We compared the serum metabolic profile of CeD patients ( = 42) and healthy controls ( = 22) using NMR spectroscopy and multivariate analysis.
25 metabolites were identified by serum metabolic profiling. Levels of 3-hydroxyisobutyric acid and isobutyrate showed significant differences in CeD patients' samples compared with healthy controls ( < 0.05). According to pathway analysis, our data demonstrated that changes in nine metabolic pathways were significantly disrupted/affected in patients with CeD. These enriched pathways are involved in aminoacyl-tRNA biosynthesis; primary bile acid biosynthesis; nitrogen metabolism; glutamine and glutamate metabolism; valine, leucine, and isoleucine biosynthesis and degradation; taurine and hypotaurine metabolism; glyoxylate and dicarboxylate metabolism; glycine, serine, and threonine metabolism; and arginine biosynthesis.
In summary, our results demonstrated that changes in the serum level of 25 metabolites may be useful in distinguishing CeD patients from healthy controls, which have the potential to be considered candidate biomarkers of CeD.
乳糜泻(CeD)是一种由遗传易感性个体摄入麸质蛋白引起的自身免疫性肠道疾病。由于活检采样是一种侵入性操作,因此寻找新型非侵入性血清学标志物来筛查高危 CeD 人群是当务之急。代谢组学有助于监测体液和组织中代谢物的变化。在本研究中,我们评估了 CeD 患者与健康对照者的血清代谢物水平,旨在为人群筛查引入新的生物标志物。
我们使用 NMR 光谱和多变量分析比较了 CeD 患者(n = 42)和健康对照者(n = 22)的血清代谢谱。

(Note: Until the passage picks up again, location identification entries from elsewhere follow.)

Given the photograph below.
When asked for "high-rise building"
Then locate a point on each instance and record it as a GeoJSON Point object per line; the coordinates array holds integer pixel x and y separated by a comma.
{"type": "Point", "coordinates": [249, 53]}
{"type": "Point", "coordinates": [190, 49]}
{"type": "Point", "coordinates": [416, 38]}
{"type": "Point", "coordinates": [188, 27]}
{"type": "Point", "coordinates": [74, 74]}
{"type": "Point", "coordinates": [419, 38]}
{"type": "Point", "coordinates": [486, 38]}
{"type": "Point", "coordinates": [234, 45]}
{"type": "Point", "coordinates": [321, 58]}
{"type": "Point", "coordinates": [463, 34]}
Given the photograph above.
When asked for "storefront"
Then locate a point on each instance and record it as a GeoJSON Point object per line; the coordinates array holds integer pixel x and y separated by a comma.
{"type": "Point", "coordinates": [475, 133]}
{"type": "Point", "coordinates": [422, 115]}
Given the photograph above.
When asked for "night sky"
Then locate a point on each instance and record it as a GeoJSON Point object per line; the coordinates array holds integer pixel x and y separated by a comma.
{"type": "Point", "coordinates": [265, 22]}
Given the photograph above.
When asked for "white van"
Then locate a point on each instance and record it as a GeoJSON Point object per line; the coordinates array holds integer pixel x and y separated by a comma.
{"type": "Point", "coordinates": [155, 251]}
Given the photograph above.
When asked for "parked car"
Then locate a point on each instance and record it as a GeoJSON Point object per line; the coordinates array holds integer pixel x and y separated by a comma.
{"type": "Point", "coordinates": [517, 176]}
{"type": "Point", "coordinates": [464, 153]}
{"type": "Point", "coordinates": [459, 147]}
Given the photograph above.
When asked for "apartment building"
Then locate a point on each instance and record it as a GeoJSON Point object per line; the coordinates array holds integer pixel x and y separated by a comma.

通过血清代谢谱分析鉴定出 25 种代谢物。与健康对照组相比,CeD 患者样本中 3-羟基异丁酸和异丁酸的水平有显著差异(<0.05)。根据途径分析,我们的数据表明,CeD 患者中有 9 条代谢途径发生了显著改变/受到影响。这些富集途径涉及到氨酰-tRNA 生物合成;初级胆汁酸生物合成;氮代谢;谷氨酰胺和谷氨酸代谢;缬氨酸、亮氨酸和异亮氨酸的生物合成和降解;牛磺酸和次牛磺酸代谢;乙醛酸和二羧酸代谢;甘氨酸、丝氨酸和苏氨酸代谢;以及精氨酸生物合成。
总之,我们的结果表明,血清中 25 种代谢物水平的变化可能有助于区分 CeD 患者和健康对照者,这些变化可能成为 CeD 的候选生物标志物。